The Future of Continuing Care at Home Programs

by | Sep 8, 2021

Guest article by Lisa Hoffman, Executive Director, Pathstones by Phoebe; and Amanda Young, Director, BeWell @ Home 

The United States has a greater number of individuals older than 65 years old than ever before, with the fastest-growing segment being the 85-and-older population. The senior living field needs to find new, creative ways to meet the needs of this expansive market.

Most of these older adults prefer to age in place in their own homes. According to AARP’s “Home and Community Preferences Survey,” conducted by NORC at the University of Chicago, more than three in four people—77 percent—agree with the statement, “I’d really like to remain in my community for as long as possible.” Nearly the same number hope to stay in their current house. But only about half of adults 50-plus think they will be able to stay at home long term. “We know that most people want to stay in their own homes, and the fact that many won’t be able to says that we need to do more to ensure that people age the way they want to,” says Joanne Binette, senior research adviser for AARP policy research and international affairs.

For many people, COVID-19 has increased their concerns about moving into a senior living community at any level of care, thus also increasing their desire to stay at home. This concern about moving, paired with the sheer number of baby boomers now in their late 60s and 70s, means that now could be the time for continuing care at home (CCaH) programs to take their place as a full-fledged option in the long-term care continuum. A CCaH program enables Life Plan Communities to expand their mission by better meeting market needs.

The first CCaH program was started a little more than 30 years ago as an innovative and affordable alternative to living in a traditional continuing care retirement community. However, more than 30 years after the first program was started, there are still fewer than 40 programs across the entire country.

Mission-based organizations have not yet fully embraced the CCaH model for many possible reasons. Some viewed it as competition to their brick-and-mortar offerings, while others weren’t comfortable with the type of contract being offered, or were unsure how to deliver services off campus. As the director of a CCaH program who has seen firsthand the positive impact the program has had on clients and our parent organization, I’d like to share my thoughts on why I believe CCaH deserves strong consideration by many more communities.

Population aging, defined as increased longevity and decreased fertility rates, is already having an impact on the senior living field. Brick-and-mortar Life Plan Communities continue to see an increased age upon admission to their independent living, which is typically around 80 to 83 depending on the community. By comparison, most CCaH programs have an average age of admission of 73.

If Life Plan Communities continue to see an average age of admission in the early and mid-80s, CCaH programs appear to be an excellent opportunity to reach the desired market a decade before they may even consider moving into a community. What CCaH operators are finding is that this age difference is disrupting one of the first assumptions of CCaH programs: that CCaH was designed for individuals who never want to move into a community. Many long-time CCaH members are reconsidering a permanent move to a community after a change in their life or health.
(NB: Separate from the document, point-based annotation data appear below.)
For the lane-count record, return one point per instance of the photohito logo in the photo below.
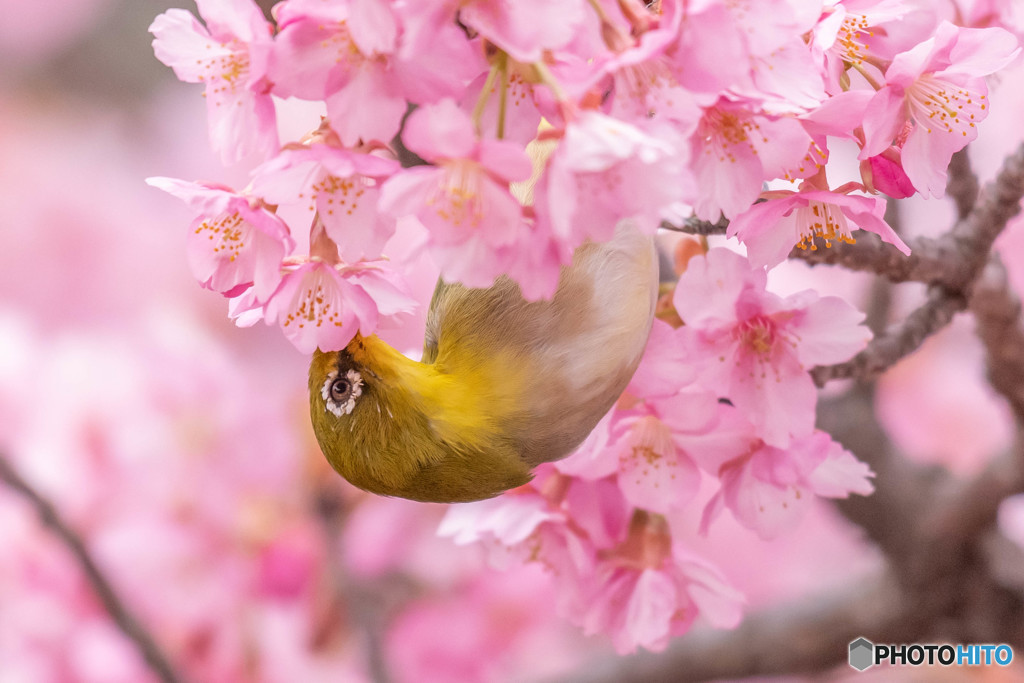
(864, 654)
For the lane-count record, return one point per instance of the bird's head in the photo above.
(397, 427)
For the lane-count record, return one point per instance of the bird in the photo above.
(503, 385)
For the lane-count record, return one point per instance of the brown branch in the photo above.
(129, 625)
(888, 348)
(962, 184)
(997, 314)
(694, 225)
(367, 604)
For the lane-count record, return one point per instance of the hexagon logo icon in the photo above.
(861, 653)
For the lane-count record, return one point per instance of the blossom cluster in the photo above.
(646, 114)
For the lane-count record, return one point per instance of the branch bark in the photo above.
(155, 657)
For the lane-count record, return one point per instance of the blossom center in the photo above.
(647, 85)
(458, 198)
(312, 304)
(227, 231)
(725, 129)
(850, 41)
(226, 73)
(943, 107)
(819, 219)
(650, 443)
(335, 194)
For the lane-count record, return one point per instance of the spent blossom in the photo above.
(934, 97)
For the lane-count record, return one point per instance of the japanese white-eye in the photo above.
(504, 384)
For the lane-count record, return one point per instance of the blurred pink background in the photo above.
(179, 446)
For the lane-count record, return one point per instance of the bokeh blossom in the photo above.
(374, 144)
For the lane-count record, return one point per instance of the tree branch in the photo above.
(129, 625)
(997, 313)
(888, 348)
(962, 184)
(694, 225)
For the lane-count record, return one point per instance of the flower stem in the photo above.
(503, 93)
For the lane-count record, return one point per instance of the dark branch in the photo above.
(963, 185)
(997, 313)
(128, 624)
(888, 348)
(694, 225)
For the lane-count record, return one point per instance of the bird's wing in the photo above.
(550, 370)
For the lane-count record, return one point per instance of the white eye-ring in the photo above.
(340, 392)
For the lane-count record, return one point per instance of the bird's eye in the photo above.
(341, 389)
(340, 393)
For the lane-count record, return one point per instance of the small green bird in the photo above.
(504, 384)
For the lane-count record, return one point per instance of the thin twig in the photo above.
(365, 604)
(694, 225)
(963, 184)
(129, 625)
(887, 349)
(997, 313)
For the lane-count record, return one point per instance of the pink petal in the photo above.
(830, 331)
(664, 369)
(180, 42)
(440, 131)
(350, 117)
(373, 27)
(884, 118)
(841, 474)
(649, 611)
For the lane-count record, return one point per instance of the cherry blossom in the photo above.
(770, 229)
(734, 151)
(229, 55)
(938, 92)
(343, 187)
(323, 305)
(605, 171)
(464, 201)
(769, 489)
(236, 242)
(757, 347)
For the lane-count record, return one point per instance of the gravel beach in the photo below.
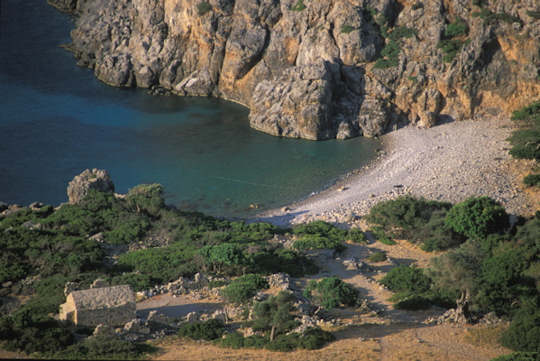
(449, 162)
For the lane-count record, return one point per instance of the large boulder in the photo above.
(326, 69)
(96, 179)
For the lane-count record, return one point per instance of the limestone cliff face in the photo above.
(319, 69)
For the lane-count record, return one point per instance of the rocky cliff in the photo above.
(319, 69)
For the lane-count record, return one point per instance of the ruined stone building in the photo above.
(113, 306)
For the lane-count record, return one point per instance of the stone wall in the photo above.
(311, 71)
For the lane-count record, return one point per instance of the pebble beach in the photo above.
(449, 162)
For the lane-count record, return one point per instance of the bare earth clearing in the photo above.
(387, 334)
(449, 162)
I believe that bridge programs, which allow members of a CCaH to transfer into the sponsoring community’s brick-and-mortar residences with a full or partial credit for fees paid, should be built into all CCaH programs. The organization also would benefit from a bridge program as the CCaH wellness coordination team will be able to recommend the appropriate level of care for that person to move into the community. This will reduce the potential of needing a quick transition into another level of care due to health issues not discovered during the admission process for independent living.
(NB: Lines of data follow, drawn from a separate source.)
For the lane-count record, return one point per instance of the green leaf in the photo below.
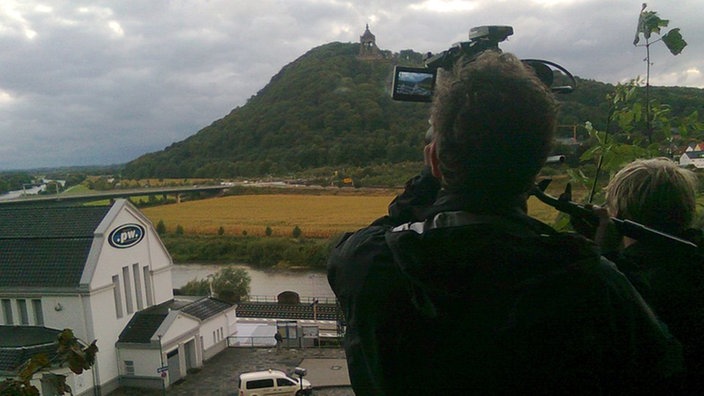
(674, 41)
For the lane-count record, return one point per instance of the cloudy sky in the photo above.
(97, 82)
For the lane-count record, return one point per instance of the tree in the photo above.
(231, 284)
(649, 23)
(69, 352)
(161, 227)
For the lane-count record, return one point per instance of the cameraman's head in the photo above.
(493, 123)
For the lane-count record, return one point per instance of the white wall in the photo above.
(146, 361)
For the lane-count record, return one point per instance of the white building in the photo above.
(693, 156)
(96, 270)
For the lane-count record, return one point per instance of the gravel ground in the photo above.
(218, 376)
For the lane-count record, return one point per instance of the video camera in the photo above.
(414, 84)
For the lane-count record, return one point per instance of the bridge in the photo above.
(112, 194)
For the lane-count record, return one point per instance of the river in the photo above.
(265, 283)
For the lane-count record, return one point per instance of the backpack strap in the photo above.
(516, 223)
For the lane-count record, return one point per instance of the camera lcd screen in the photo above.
(413, 84)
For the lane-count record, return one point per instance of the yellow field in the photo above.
(318, 216)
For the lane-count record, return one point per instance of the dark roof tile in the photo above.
(206, 308)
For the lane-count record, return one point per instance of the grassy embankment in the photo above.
(233, 228)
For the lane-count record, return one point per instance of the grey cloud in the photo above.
(106, 81)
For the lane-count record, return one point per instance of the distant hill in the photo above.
(330, 109)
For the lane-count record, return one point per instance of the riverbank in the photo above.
(259, 252)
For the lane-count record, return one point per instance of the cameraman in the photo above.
(458, 291)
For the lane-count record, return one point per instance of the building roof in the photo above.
(206, 308)
(145, 323)
(51, 221)
(20, 343)
(46, 246)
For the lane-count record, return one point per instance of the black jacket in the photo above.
(671, 281)
(489, 303)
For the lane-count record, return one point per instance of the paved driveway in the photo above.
(327, 371)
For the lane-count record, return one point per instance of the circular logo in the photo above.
(126, 235)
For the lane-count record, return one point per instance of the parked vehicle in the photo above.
(273, 382)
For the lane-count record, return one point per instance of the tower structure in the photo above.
(367, 47)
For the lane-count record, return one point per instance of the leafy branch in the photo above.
(648, 24)
(69, 353)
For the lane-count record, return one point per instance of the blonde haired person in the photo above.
(457, 291)
(659, 194)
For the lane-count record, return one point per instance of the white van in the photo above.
(272, 382)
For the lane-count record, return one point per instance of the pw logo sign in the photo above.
(126, 235)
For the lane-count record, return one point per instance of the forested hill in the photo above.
(328, 109)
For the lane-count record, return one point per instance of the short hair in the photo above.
(493, 123)
(654, 192)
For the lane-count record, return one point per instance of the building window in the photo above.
(129, 367)
(117, 295)
(7, 311)
(128, 289)
(24, 313)
(138, 286)
(148, 286)
(38, 312)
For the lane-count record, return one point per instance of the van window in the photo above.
(258, 384)
(284, 382)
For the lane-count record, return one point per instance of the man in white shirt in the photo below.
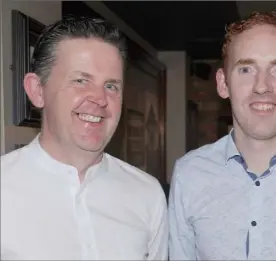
(222, 204)
(62, 197)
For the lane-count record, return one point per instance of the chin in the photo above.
(262, 134)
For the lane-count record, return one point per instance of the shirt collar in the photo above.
(40, 156)
(231, 149)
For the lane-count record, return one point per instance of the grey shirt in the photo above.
(218, 209)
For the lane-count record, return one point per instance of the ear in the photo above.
(34, 89)
(222, 87)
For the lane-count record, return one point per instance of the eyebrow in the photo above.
(91, 77)
(250, 62)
CCaH programs also offer a way to partner with active adult communities, reducing the need for senior living organizations to invest in and maintain costly apartments and cottages. Active adult communities are an attractive option for seniors that value an independent, wellness-centered environment focusing on lifestyle over healthcare. Active adult community residents are largely baby boomers, who today are 56 to 76 years of age and have a completely different outlook on retirement than their counterparts from previous generations. 

The CCaH model provides a compelling alternative to long-term care insurance. While long-term care insurance products have evolved over time and are recovering from a steep decline in sales more than a decade ago, a CCaH is a strong alternative that offers benefits no insurance has, including personalized and proactive wellness coordination. 

As many consumer research studies on CCaH have shown, consumers want to be able to call someone directly and get exactly what they need without having to enter some sort of complicated paperwork process. Baby boomers want to remain in control and have easy access to services they need.

This is exactly what CCaH programs offer and accomplish. Calling a wellness coordinator who you know can be like talking with a family member, which offers consumers the personalized experience missing from most other healthcare alternatives. In addition, recent data show a 50% decrease of the likelihood of a skilled nursing admission among CCaH members. CCaH doesn’t just pay for long-term care, as insurance does: It reduces the chance that someone will ever need long-term care.

In short, senior living organizations can use CCaH to capture a younger market, meet the need for an alternative to long-term care insurance, offer a way to reduce healthcare costs, and promote independence through proactive wellness coordination. Older adults are looking for a way to stay at home, and a CCaH program offers a solid solution.